As I touched on, we made commitments in the 2015 budget. This legislation delivers on those but builds even more strongly on those things committed within the budget this year. In particular, the system will be broadened so that all significant global entities with revenues above $1 billion—estimated to be over 1,000 companies—will need to consider these rules. It means that, if you are structuring with a principal purpose of avoiding tax, the ATO will have the tools to catch you and ensure you pay your fair share. By removing the no- or low-tax requirement and relying solely on a principal purpose test, we are sending a clear message that, if you are deliberately and artificially avoiding paying Australian tax, this is simply unacceptable.
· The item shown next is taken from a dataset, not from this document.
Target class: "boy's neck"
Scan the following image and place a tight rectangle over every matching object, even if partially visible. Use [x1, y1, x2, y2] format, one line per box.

Removing the 'no or low' requirement will also provide additional certainty and minimise disputes around whether a company operates in a no- or low-tax jurisdiction where it is clearly structured for a purpose of avoiding tax.

Mums and dads, families and hardworking Australians in small business, this legislation is for you. This is about responding to what the community clearly has demanded of us as a government—and, as a local member, I can certainly say that this issue is raised with me wherever I go around my electorate. It is right that we pay a fair share of tax. It is the role of government to fund a whole range of different services, and the priorities of government lie in delivering a welfare system that is a safety net for those Australians who have found themselves in hard times and are unable to support themselves. It is about paying for our infrastructure. It is about paying for our health system and our education system.

A question has been asked of me in recent times: how much revenue is this expected to raise? It is very difficult to estimate that. The revenue that these large multinationals are earning in Australia is expected to be in the billions of dollars, but, as to exactly what the taxation revenue from this measure will be, that will come to pass in time. I have touched before on who will be affected by the new law. The ATO has around 30 multinational companies in mind that could be targeted by this new law. It should not have an impact on Australian based businesses, because they are already taxed within this country. Another question that is asked quite frequently is: will the new law impact negatively on investment by multinationals in Australia? I think we all understand in this place how important foreign investment is to Australia. It has been thus since 1788. We have a big country with a small population, and the importation of capital into this country has benefited our nation and benefited the creation of jobs and opportunities for many Australians. The answer to the question is no. The risk that the targeted multinationals would scale back their Australian operations to minimise tax consequences is low. One other question, I guess, that should be addressed is: does this measure override any other bilateral tax treaties that we have in place? Again, the answer is no.

It is well-considered legislation—and, again, I pay due credit to former Treasurer Hockey and the work that he did in leading the discussion with the other members of the G20 during Australia's time in the role of president. We were able to achieve a result here that I think most Australians will see as a very positive step in the right direction in addressing tax avoidance by multinationals making profits in Australia.